Durante el día de ayer podían contarse, eso sí, siendo lo suficientemente paciente miles de personas en la playa y cientos en sus alrededores. Soy Mari-me-agobia-la-multitud, eso ya lo he dicho mil veces, o eso creía sinceramente, pero resulta que solo me agobia un tipo de multitud, la ruidosa en todas sus formas, tanto más cuanta más agresividad desborde.
Esta temporada estoy más susceptible de lo normal por ciertos cambios que no tenía previstos para esta época de mi vida aún, en la parte de la que suceden. Y eso conlleva que intente dirigir a los míos como personajes de mis propios escritos, condenados a hacer de sí lo que yo quiera. Esto es: esta tarde yo te pongo en la terraza, a la sombra del gazebo, si quieres con el ordenador conectado a Internet y te hago de asistente, pero quédate; a sabiendas que si me obedeces no te dejaré moverte de mi lado ni un día más. De este humor estoy, insoportable incluso para mí misma porque mis hijos crecen y se hacen independientes, y piensan y deciden por sí mismos... Por ello - para encajarlo de un modo eficaz para todos- me concedo largos paseos en solitario por los alrededores del mar, que me devuelve las neuronas a su sitio, si las mías como las de todo el mundo alguna vez tuvieron su lugar de un modo exacto.
Ayer volví a recordar esas tardes de mi niñez en que iba a la playa, y volví a echar de menos el detalle más precioso, y me volvió a crujir por dentro lo distinto de esos tiempos y los de ahora, recordando las palabras de khalil Gibran en Tus hijos, que el pasado día de las madres puse en este blog, y que son para mí una guía imprescindible, ya que el pasado nunca vuelve ni se detiene en el ayer.

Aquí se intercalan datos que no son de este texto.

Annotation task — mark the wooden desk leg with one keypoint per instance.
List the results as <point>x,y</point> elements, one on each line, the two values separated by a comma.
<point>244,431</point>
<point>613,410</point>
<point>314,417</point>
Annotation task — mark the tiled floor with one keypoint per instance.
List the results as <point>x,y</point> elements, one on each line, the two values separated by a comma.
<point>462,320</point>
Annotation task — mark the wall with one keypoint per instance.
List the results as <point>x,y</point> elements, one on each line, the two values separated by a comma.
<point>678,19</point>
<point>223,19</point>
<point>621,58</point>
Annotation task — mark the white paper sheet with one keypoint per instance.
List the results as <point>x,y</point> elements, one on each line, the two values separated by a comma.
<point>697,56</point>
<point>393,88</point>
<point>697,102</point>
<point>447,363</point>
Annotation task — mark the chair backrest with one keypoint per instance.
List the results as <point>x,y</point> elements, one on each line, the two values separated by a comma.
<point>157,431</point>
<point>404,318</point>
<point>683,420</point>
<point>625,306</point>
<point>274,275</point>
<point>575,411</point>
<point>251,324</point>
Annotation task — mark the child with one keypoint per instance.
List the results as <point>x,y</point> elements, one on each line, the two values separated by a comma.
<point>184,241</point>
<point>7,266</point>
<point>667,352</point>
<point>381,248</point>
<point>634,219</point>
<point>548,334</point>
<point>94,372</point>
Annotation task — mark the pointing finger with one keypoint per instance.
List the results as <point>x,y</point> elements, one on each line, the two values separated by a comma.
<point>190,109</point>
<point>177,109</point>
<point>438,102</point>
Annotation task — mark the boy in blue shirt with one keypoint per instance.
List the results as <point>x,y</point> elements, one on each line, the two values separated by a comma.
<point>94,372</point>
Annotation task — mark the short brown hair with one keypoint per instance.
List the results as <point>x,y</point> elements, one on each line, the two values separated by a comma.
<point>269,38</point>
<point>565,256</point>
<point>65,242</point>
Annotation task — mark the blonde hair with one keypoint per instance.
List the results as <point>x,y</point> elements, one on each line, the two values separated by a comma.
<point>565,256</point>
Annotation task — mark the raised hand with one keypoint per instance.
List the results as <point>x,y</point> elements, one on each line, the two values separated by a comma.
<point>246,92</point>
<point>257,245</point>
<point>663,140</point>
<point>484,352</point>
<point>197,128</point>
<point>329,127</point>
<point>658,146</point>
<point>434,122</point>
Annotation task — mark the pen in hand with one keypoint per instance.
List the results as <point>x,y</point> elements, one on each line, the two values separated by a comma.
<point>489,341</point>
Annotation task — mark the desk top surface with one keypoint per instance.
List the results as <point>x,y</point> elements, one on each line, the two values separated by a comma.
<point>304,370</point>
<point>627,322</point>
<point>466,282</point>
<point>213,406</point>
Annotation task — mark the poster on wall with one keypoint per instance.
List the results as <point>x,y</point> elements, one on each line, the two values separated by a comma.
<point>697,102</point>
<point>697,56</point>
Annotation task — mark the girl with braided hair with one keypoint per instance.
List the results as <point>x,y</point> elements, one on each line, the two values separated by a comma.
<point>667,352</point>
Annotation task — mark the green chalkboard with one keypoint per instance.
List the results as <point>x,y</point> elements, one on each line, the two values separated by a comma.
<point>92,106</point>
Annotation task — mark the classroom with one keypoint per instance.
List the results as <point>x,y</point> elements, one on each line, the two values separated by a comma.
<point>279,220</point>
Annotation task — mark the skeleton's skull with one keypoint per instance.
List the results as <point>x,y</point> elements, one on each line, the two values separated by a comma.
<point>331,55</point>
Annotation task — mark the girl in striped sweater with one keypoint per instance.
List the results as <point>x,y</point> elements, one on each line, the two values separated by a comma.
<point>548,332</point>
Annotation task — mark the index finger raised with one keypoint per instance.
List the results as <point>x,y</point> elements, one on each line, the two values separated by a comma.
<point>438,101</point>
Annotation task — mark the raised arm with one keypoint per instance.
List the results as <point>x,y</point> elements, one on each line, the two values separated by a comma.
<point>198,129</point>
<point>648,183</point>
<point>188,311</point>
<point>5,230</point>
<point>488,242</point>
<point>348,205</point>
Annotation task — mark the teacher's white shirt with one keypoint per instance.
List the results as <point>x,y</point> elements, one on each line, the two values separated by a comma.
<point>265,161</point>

En un escrito de ciento y tantas páginas que nunca será publicado en editorial alguna,- porque he desistido de publicar, de concursar, y de intentar ser lo que no soy-, reflejo algo que a Carlota le impactó, porque creyó sacado literalmente de mi imaginación y nada más lejos:
Las ancianas que iban con sus nietos a la playa, todas vestidas de luto, con su pañoleta negra bien atada y su labor de punto. Por entonces el dique tenía una base de hormigón de extremo a extremo en forma de banco, y sentadas unas al lado de otras tejían camisitas de bebé que eran verdaderas obras de arte, patucos, gorritos y demás preciosidades que yo me detenía a contemplar. Si tuviese que decir qué parte echo más de menos de todo aquel tiempo de playa y de vida, sería eso. Las mujeres de hoy en día no tienen abuelas capaces de tal maestría digna de contemplar, ni quizá posibilidad de pillarlas un poco distraídas en su labor, para hábilmente someterlas a un interrogatorio exhaustivo de la época en que ellas mismas fueron jóvenes. Cuando estas abuelas estaban distraídas tejiendo bajo un sol espectacular y te pedías tus agujas y tu hilo para imitarlas les dabas tal satisfacción que te hacían un hueco en medio de todas y te respondían a todo. Te hablaban de la siega, y de la siembra, del sayado y el trillado, y años después de su primer amor, que fue el último también y de las trifulcas paternas que se fueron acompasando con el tiempo y derivando en una vida más o menos feliz, con la crianza de muchos hijos que a su vez les dieron nietos. La estampa de la playa de hoy es otra cosa, la verdad, Miami beach en todas sus vertientes, dichosa tele.
Por último apuntar que de mi abuela materna nunca obtuve más que un ceño bien fruncido y un eterno silencio ante mi sarta de preguntas, un silencio sospechoso la verdad, que pagué con idéntica moneda. De este modo se perdió las risas provocadas por mis desventuras del momento, mis reflexiones aventuradas y mi pragmatismo. Para quien no lo sepa aún ahí va mi única certeza, la vida es una balanza que tiende siempre al equilibrio y por ello siempre recibes lo que das. No hay concesiones.